I like Serena said:
Our eyes have 3 types of cones to perceive color, one for red, one for green, and one for blue.
On the one end of the spectrum we see red.
But on the other end of the spectrum we do not see blue, but beyond blue we have violet.
How is this possible?
A bit of research found these images and their related wiki articles.
http://en.wikipedia.org/wiki/Color_vision
http://en.wikipedia.org/wiki/CIE_1931_color_space
They appear to contradict each other!
What is going on?
Btw, this is a spin-off of the thread:
https://www.physicsforums.com/showthread.php?t=508845 in Classical Physics
The other cones still pick up light, even though it isn't the peak absorbancy. How well these cones are absorbing the light from a particular area of the visual field is how the down stream processing happens.
Different parts of your visual field (for color, movement, shape, etc) are coded and processed in by specific ensembles of neurons in your occipital lobe.
Let my try a simplified example to see if that helps.
Suppose you were looking at a purple grape in the upper left quadrant of your visual field. Those rods and cones on your retina, taking in that specific little area of light are mapped further down stream in the brain. So that specific retinal ganglion cell (and the rods and cones its processing for) gets activated.
All the cones get activated, whether they be blue, red or green. The "blue" cones however absorb the light best, while the red and green absorb it not as well. This "comparison" between absorbancy is the information "sent on" by that part of the receptive field.
Color processing starts there at the retina and gets more refined as it is "passed back" along the visual tract (optic nerve, chiasma, radiations, lateral geniculate nucleus and eventually visual cortex). The visual cortex has different layers and complex processing happens in a couple of them IIRC.
In the primary visual cortex, some ensembles of neurons respond better to information derived from ganglion cells from from specific wavelengths of light, better than others. This differential excitation of neurons in the visual cortex gets further passed along and further processed. I don't think anyone has worked out the exact details as of yet.

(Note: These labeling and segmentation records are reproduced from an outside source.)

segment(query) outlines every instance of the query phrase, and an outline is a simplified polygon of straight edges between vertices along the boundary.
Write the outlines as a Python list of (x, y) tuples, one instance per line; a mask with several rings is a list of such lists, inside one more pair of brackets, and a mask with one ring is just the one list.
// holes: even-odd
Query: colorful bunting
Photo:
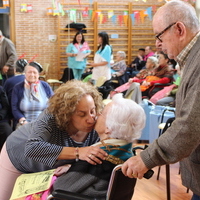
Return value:
[(141, 18), (141, 22), (144, 23), (144, 18), (147, 16), (147, 14), (145, 14), (144, 10), (140, 11), (140, 18)]
[(27, 4), (27, 12), (32, 12), (32, 11), (33, 11), (32, 4)]
[(102, 23), (104, 24), (104, 23), (106, 23), (108, 20), (107, 20), (107, 17), (104, 15), (103, 16), (103, 21), (102, 21)]
[(116, 24), (117, 16), (116, 16), (116, 15), (113, 15), (113, 16), (111, 17), (111, 19), (112, 19), (112, 23), (113, 23), (113, 24)]
[(27, 4), (26, 3), (22, 3), (20, 5), (20, 11), (21, 12), (27, 12)]
[(132, 25), (135, 25), (135, 16), (134, 16), (134, 14), (130, 14), (130, 16), (131, 16)]
[(47, 15), (53, 15), (53, 8), (52, 7), (47, 8)]
[(72, 22), (76, 23), (76, 9), (71, 9), (69, 11), (69, 18)]
[(135, 17), (135, 19), (136, 19), (137, 24), (139, 24), (139, 23), (140, 23), (140, 14), (139, 14), (138, 11), (135, 11), (135, 12), (134, 12), (134, 17)]
[(88, 7), (85, 8), (82, 12), (83, 17), (88, 17)]
[(113, 10), (108, 11), (108, 18), (110, 19), (114, 15)]
[(122, 26), (123, 16), (122, 15), (118, 15), (118, 20), (119, 20), (119, 25)]
[(9, 1), (3, 0), (3, 7), (10, 7)]

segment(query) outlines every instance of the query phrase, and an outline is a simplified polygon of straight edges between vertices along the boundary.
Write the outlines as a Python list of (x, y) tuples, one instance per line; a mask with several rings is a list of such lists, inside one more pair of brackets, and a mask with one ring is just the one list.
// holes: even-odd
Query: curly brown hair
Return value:
[(48, 111), (55, 116), (60, 129), (67, 130), (77, 104), (85, 95), (94, 99), (96, 113), (100, 113), (103, 108), (101, 94), (95, 86), (79, 80), (62, 84), (49, 99)]

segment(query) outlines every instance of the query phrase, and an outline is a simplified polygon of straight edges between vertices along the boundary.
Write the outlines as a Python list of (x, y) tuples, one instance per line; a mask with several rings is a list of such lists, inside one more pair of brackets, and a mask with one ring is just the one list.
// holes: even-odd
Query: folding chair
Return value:
[(136, 178), (128, 178), (121, 171), (122, 165), (117, 165), (111, 174), (106, 197), (90, 197), (82, 194), (55, 190), (47, 198), (60, 200), (131, 200), (136, 184)]

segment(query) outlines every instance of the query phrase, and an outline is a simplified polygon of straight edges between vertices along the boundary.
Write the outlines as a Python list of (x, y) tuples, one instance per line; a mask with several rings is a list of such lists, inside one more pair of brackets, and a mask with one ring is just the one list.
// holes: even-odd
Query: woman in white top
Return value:
[(106, 80), (111, 78), (110, 61), (112, 50), (109, 45), (109, 37), (106, 32), (98, 34), (98, 50), (94, 56), (94, 63), (90, 63), (93, 67), (92, 79), (96, 81), (100, 76), (105, 76)]

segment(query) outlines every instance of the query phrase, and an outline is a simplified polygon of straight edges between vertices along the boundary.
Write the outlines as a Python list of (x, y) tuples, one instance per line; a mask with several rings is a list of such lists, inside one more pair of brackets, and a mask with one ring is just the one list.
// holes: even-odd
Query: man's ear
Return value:
[(108, 127), (106, 127), (105, 134), (107, 134), (107, 135), (110, 134), (110, 129)]

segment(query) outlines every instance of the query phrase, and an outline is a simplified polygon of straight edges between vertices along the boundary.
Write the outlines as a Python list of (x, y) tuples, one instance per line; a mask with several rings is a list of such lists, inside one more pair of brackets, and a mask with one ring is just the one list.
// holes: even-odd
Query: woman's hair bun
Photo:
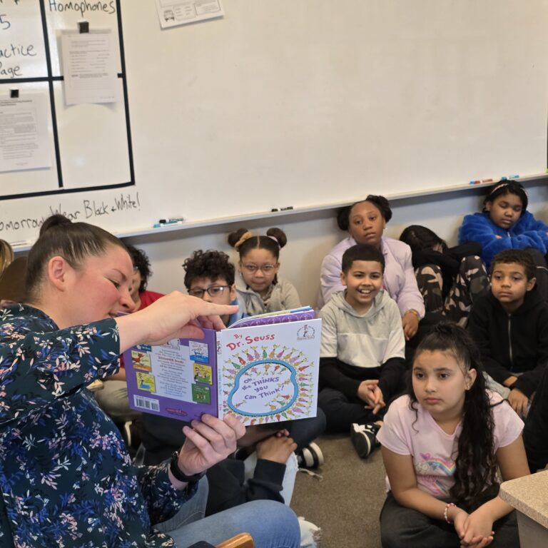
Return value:
[(285, 235), (285, 233), (281, 228), (278, 228), (278, 227), (275, 226), (272, 228), (269, 228), (266, 231), (266, 235), (275, 239), (280, 248), (288, 243), (288, 237)]
[(54, 226), (66, 226), (67, 225), (71, 225), (72, 221), (65, 217), (64, 215), (61, 213), (56, 213), (51, 217), (48, 217), (46, 220), (44, 221), (42, 225), (40, 227), (40, 235), (41, 236), (44, 232), (49, 230), (50, 228)]

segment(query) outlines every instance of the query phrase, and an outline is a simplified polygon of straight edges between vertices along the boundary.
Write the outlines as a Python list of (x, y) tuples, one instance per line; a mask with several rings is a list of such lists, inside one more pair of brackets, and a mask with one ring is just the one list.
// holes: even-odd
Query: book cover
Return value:
[[(204, 329), (201, 340), (140, 345), (124, 352), (130, 407), (190, 421), (228, 412), (245, 425), (315, 417), (321, 320)], [(251, 318), (245, 318), (248, 320)]]

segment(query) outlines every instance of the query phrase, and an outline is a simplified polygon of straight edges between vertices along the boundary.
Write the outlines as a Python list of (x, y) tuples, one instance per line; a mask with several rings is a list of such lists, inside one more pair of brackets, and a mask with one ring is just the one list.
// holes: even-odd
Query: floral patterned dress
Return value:
[(174, 546), (152, 526), (196, 484), (133, 467), (85, 388), (118, 370), (119, 350), (113, 320), (59, 330), (31, 307), (0, 311), (0, 546)]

Eventually this information gets passed on to secondary and multimodal processing areas of the brain--Which integrates many kinds of sensory information (say for instance, the color of flame, the shape of flames, the sound and smell of something burning, etc). Which allows you to have your conscious perception of what your senses are taking in (though the brain does a great deal of filters your senses without your consent).